The No-Confidence Motion against Energy Minister Kumara Jayakody was defeated in Parliament on April 10 by a decisive 104-vote majority, with 153 MPs voting against the motion and 49 in favour.

The NCM — the first tabled under the NPP government — was presented by SJB MP Ajith P. Perera, citing alleged irregularities in coal procurement for the Lakvijaya Power Plant and a bribery indictment filed before the Colombo High Court. The government’s comfortable 159-seat parliamentary majority held firm, with no reported NPP defections.

During the debate, the government made a significant concession: Leader of the House Bimal Rathnayake announced the appointment of a Special Presidential Commission comprising sitting Supreme Court judges to investigate coal procurement from 2009 to the present. The commission’s scope covers procurements under the Mahinda Rajapaksa, Maithripala Sirisena, and Gotabaya Rajapaksa administrations — framing the government’s response as accountability-forward rather than a whitewash.

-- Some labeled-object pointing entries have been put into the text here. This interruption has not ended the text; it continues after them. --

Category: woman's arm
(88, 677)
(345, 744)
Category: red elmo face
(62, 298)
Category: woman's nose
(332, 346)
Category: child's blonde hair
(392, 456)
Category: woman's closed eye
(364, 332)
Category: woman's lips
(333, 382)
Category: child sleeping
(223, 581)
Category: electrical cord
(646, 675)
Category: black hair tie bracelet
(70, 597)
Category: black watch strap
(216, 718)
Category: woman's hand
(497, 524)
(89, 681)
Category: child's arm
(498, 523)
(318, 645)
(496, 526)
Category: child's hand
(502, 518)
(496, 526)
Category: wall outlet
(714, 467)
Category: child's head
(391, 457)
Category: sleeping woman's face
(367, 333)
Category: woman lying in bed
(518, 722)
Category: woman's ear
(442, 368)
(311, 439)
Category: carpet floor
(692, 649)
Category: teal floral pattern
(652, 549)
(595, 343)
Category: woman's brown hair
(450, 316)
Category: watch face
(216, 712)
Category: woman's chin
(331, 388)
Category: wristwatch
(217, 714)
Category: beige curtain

The 49 votes in favour exceeded the SJB’s approximately 40 seats, suggesting some SLPP members joined the opposition — consistent with G.L. Peiris’s earlier call for Jayakody’s resignation. The SJB staged a protest near Parliament before the session.

The IMF’s Mission Chief Peter Papageorgiou separately flagged coal quality as a driver of higher power costs on the same day, adding international scrutiny to the domestic political debate. A COPE audit had earlier quantified coal-related efficiency losses at Rs. 2.24 billion.